Dancing The Labyrinth: A Dual Time Novel

Dancing the Labyrinth is a dual-time novel that is part of Karen Martin’s Women Unveiled Series, a collection of distinctive feminine narratives that challenge societal boundaries and mores. The series blends Greek mythology, historical research, and imagination in the telling of stories loosely based on real events.

As the first in the series, Dancing the Labyrinth introduces themes of feminine power and the divine.

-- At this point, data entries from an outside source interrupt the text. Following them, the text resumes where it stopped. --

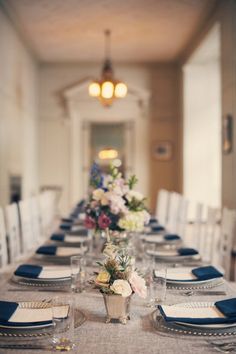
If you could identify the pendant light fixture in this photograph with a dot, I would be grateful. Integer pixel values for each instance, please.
(108, 88)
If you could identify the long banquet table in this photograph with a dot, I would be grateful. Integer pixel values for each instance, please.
(139, 336)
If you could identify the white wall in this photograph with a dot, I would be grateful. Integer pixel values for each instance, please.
(202, 123)
(56, 134)
(18, 112)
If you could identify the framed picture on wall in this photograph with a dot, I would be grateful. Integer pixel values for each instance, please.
(163, 150)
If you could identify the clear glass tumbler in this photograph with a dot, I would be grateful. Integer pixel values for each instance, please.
(157, 287)
(63, 321)
(78, 273)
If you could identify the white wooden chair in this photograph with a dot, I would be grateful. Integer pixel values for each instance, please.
(36, 220)
(209, 235)
(29, 240)
(175, 202)
(196, 227)
(162, 206)
(47, 204)
(182, 219)
(227, 234)
(3, 242)
(13, 232)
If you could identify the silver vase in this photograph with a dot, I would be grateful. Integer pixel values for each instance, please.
(117, 307)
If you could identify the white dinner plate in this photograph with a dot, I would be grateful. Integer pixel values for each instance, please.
(201, 305)
(29, 305)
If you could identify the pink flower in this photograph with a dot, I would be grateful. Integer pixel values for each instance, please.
(138, 285)
(89, 222)
(104, 221)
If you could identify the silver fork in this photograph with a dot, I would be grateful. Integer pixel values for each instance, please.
(203, 292)
(225, 347)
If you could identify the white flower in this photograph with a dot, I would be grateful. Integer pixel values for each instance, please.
(138, 284)
(132, 221)
(117, 203)
(110, 250)
(134, 194)
(98, 194)
(121, 287)
(105, 199)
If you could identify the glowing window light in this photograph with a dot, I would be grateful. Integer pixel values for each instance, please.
(107, 154)
(94, 89)
(121, 90)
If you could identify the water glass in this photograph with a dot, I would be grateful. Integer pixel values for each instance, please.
(63, 321)
(78, 273)
(157, 287)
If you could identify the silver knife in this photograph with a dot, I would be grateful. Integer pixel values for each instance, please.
(26, 346)
(41, 289)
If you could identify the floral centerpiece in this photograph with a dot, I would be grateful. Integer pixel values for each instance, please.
(115, 205)
(117, 280)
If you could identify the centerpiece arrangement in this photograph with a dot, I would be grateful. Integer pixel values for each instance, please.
(117, 280)
(114, 205)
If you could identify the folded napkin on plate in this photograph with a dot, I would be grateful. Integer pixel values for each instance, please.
(205, 273)
(153, 221)
(33, 271)
(227, 307)
(11, 314)
(172, 237)
(211, 314)
(28, 271)
(78, 230)
(67, 220)
(6, 310)
(66, 226)
(157, 228)
(69, 238)
(60, 251)
(48, 250)
(189, 274)
(187, 251)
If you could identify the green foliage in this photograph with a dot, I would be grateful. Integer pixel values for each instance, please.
(136, 205)
(133, 180)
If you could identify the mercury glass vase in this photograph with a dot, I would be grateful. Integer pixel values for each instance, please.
(117, 308)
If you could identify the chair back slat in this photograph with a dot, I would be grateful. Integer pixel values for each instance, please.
(13, 232)
(3, 241)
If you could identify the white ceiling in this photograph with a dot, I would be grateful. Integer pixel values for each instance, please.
(142, 30)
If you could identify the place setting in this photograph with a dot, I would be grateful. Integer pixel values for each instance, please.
(198, 318)
(49, 323)
(59, 254)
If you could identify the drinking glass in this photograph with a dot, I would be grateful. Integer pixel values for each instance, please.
(78, 273)
(157, 287)
(63, 321)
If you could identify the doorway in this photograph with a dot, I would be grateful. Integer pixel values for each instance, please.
(202, 122)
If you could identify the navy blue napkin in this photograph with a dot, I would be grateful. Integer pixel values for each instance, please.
(7, 309)
(157, 228)
(58, 237)
(153, 221)
(28, 271)
(67, 220)
(74, 214)
(205, 273)
(81, 232)
(227, 307)
(66, 226)
(200, 321)
(48, 250)
(172, 237)
(187, 251)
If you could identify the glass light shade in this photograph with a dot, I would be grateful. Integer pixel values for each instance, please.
(94, 89)
(107, 89)
(120, 90)
(107, 154)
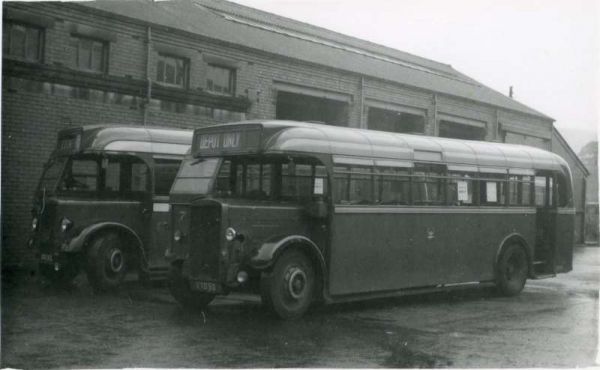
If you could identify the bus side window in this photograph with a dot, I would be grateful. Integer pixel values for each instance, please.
(460, 189)
(392, 186)
(296, 181)
(353, 185)
(139, 177)
(112, 182)
(428, 184)
(540, 191)
(492, 189)
(519, 190)
(165, 171)
(319, 182)
(341, 184)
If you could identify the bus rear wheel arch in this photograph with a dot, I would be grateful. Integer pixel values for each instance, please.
(108, 258)
(512, 269)
(288, 289)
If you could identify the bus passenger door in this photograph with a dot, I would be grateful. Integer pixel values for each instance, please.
(545, 242)
(564, 224)
(159, 230)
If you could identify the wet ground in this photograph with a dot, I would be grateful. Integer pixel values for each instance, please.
(553, 323)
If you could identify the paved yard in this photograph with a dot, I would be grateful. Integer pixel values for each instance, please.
(553, 323)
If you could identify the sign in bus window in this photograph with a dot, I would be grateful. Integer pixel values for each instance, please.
(460, 189)
(540, 191)
(492, 190)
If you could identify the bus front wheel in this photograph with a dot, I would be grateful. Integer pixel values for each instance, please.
(289, 288)
(179, 286)
(107, 262)
(511, 272)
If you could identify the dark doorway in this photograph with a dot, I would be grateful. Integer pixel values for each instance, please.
(393, 121)
(300, 107)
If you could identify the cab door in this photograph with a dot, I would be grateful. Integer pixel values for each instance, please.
(164, 171)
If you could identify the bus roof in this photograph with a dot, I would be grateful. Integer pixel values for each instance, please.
(124, 138)
(348, 143)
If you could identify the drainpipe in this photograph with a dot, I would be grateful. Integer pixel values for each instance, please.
(148, 79)
(436, 129)
(362, 123)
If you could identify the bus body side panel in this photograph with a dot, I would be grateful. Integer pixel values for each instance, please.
(417, 247)
(159, 233)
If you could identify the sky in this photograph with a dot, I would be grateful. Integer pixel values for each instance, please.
(548, 50)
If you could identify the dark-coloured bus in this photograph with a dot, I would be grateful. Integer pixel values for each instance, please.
(102, 203)
(302, 213)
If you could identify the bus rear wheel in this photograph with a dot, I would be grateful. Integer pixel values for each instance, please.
(289, 289)
(107, 262)
(511, 272)
(179, 286)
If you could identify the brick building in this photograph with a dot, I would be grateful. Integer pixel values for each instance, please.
(198, 62)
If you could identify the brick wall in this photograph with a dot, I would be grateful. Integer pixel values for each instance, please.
(32, 112)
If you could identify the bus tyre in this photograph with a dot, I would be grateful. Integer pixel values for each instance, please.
(179, 286)
(289, 289)
(106, 262)
(511, 272)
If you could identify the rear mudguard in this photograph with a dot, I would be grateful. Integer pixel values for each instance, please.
(86, 235)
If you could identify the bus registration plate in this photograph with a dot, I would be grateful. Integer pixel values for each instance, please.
(46, 258)
(204, 286)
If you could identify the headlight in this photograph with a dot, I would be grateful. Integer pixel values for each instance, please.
(230, 234)
(65, 224)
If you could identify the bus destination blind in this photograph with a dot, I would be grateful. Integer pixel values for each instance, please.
(230, 142)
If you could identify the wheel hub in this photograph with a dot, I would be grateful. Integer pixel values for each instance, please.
(116, 260)
(296, 283)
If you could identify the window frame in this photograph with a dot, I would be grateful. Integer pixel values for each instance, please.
(104, 57)
(186, 70)
(232, 78)
(41, 36)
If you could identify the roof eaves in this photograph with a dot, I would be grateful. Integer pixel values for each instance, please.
(570, 150)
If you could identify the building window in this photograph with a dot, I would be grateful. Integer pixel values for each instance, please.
(92, 55)
(395, 121)
(220, 80)
(172, 70)
(22, 41)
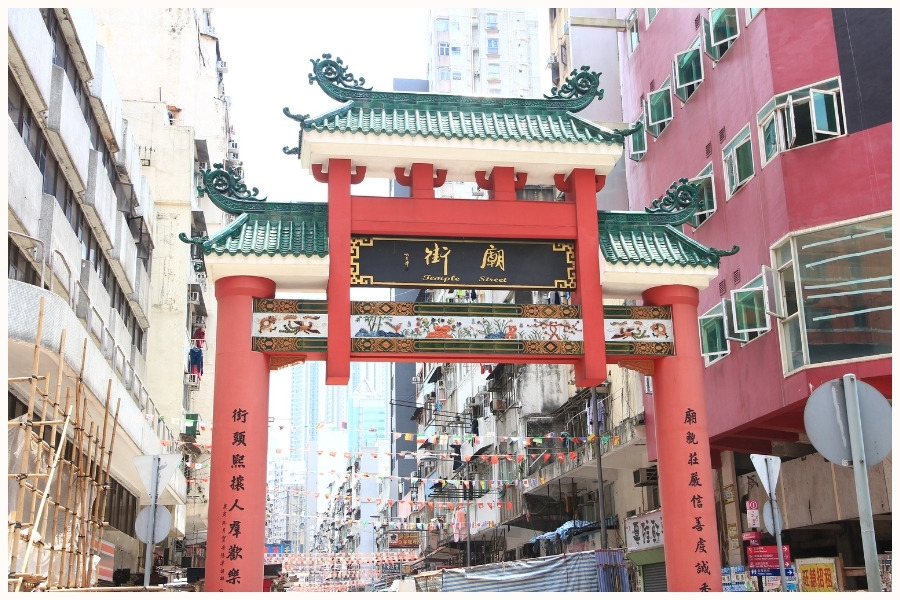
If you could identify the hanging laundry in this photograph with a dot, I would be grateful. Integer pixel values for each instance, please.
(195, 361)
(199, 337)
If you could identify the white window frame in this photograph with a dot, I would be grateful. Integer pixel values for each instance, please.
(779, 113)
(733, 180)
(638, 155)
(682, 85)
(705, 174)
(632, 36)
(709, 357)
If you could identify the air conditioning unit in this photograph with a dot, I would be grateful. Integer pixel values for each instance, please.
(645, 476)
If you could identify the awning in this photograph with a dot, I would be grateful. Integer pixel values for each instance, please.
(434, 375)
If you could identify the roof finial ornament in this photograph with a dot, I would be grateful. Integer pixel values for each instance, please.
(680, 196)
(335, 79)
(583, 82)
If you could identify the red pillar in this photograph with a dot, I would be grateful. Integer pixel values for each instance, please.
(237, 480)
(686, 485)
(583, 185)
(337, 367)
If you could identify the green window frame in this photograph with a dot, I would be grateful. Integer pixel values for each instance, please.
(737, 158)
(659, 108)
(713, 343)
(749, 304)
(723, 25)
(728, 322)
(706, 194)
(631, 31)
(638, 141)
(688, 69)
(801, 117)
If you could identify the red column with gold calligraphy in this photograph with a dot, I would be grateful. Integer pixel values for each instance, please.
(235, 544)
(686, 484)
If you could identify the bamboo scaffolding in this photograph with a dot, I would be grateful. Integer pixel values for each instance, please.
(60, 534)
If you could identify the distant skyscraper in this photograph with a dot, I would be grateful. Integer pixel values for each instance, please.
(484, 51)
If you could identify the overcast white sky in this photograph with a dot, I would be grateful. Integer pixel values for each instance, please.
(268, 52)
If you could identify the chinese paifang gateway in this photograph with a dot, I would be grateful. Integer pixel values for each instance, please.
(499, 143)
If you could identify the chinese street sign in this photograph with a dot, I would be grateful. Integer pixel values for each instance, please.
(455, 263)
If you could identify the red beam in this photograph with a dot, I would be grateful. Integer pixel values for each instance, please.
(461, 218)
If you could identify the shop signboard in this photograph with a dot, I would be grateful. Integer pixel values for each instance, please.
(643, 532)
(766, 557)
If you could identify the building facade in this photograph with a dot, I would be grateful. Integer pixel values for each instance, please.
(787, 132)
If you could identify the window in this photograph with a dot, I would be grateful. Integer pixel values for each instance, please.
(706, 194)
(720, 31)
(659, 109)
(638, 141)
(749, 304)
(688, 71)
(801, 117)
(737, 157)
(631, 31)
(835, 288)
(713, 343)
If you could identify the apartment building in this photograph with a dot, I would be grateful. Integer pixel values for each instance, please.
(118, 153)
(782, 117)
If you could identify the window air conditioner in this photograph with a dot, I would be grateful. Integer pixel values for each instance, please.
(645, 476)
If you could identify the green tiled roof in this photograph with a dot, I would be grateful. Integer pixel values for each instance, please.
(652, 244)
(273, 234)
(461, 124)
(548, 119)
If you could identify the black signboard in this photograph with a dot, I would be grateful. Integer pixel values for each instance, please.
(453, 263)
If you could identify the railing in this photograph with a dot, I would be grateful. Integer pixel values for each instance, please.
(37, 241)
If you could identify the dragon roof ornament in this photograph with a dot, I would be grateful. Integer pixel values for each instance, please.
(334, 77)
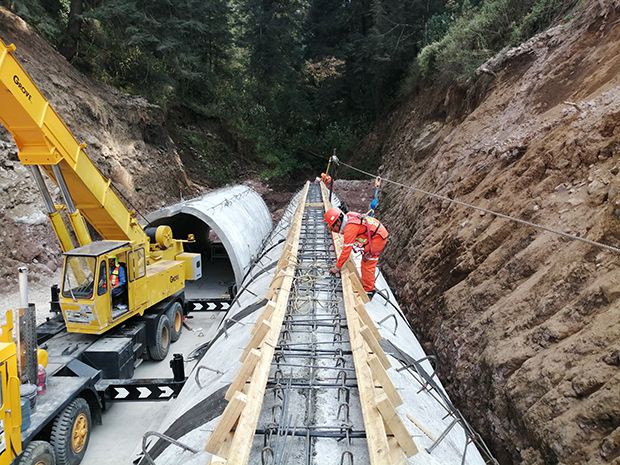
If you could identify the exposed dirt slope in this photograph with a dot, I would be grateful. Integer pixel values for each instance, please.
(124, 136)
(526, 324)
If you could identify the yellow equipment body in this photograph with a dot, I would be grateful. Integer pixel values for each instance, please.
(155, 265)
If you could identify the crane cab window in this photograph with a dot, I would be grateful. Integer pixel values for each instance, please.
(79, 277)
(102, 286)
(137, 264)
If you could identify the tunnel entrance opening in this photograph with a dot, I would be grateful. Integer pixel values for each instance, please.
(218, 278)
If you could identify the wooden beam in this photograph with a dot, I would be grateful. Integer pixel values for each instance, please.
(375, 347)
(367, 320)
(244, 373)
(241, 444)
(265, 316)
(395, 425)
(257, 338)
(376, 437)
(225, 425)
(380, 375)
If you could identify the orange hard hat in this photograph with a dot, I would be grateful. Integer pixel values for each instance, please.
(332, 215)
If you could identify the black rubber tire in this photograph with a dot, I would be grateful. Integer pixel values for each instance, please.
(37, 453)
(175, 315)
(158, 348)
(63, 427)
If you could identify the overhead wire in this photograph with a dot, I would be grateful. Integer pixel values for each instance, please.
(486, 210)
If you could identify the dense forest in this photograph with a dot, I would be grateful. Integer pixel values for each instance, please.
(289, 78)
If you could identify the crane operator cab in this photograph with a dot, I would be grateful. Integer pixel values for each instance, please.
(107, 282)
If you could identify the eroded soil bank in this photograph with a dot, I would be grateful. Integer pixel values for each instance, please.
(526, 324)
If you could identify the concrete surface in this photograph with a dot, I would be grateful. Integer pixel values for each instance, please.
(238, 215)
(124, 423)
(193, 416)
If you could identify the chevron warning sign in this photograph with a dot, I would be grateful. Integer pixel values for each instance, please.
(147, 391)
(210, 305)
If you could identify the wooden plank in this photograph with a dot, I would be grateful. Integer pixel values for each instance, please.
(418, 425)
(244, 373)
(230, 416)
(257, 338)
(265, 316)
(397, 456)
(367, 320)
(376, 437)
(356, 281)
(375, 347)
(380, 375)
(395, 425)
(241, 444)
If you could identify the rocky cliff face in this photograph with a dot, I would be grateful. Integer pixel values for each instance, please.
(526, 324)
(125, 138)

The novel follows, through the eyes of her troubled modern heroine Cressida, the parallels between women’s lives in ancient times and the present.

Fleeing an abusive relationship and a difficult past, Cressida leaves her native Australia for the clear blue waters of the Adriatic. She loses herself in a new job, idyllic, easy-going Cretan life by day, and hard-drinking hedonism by night. Cressida’s natural tendency to catastrophize makes the results of her carousing with the locals seem inevitable, a karmic punishment for what went before.

Pregnant with an unwanted child, possibly fathered by her violent ex, fearful of her genetic legacy Cressida’s once more in turmoil. She heads into a literal and metaphorical storm, one which forces her to seek refuge in a lonely cave. Post panic-spiral, she wakes to find herself transported centuries, into the ancient past, by her discovery of ancient Minoan art. She also experiences mind-expanding visions of ancient priestesses, altering her view of religious life and power, which begins very much rooted in shame and self-blame.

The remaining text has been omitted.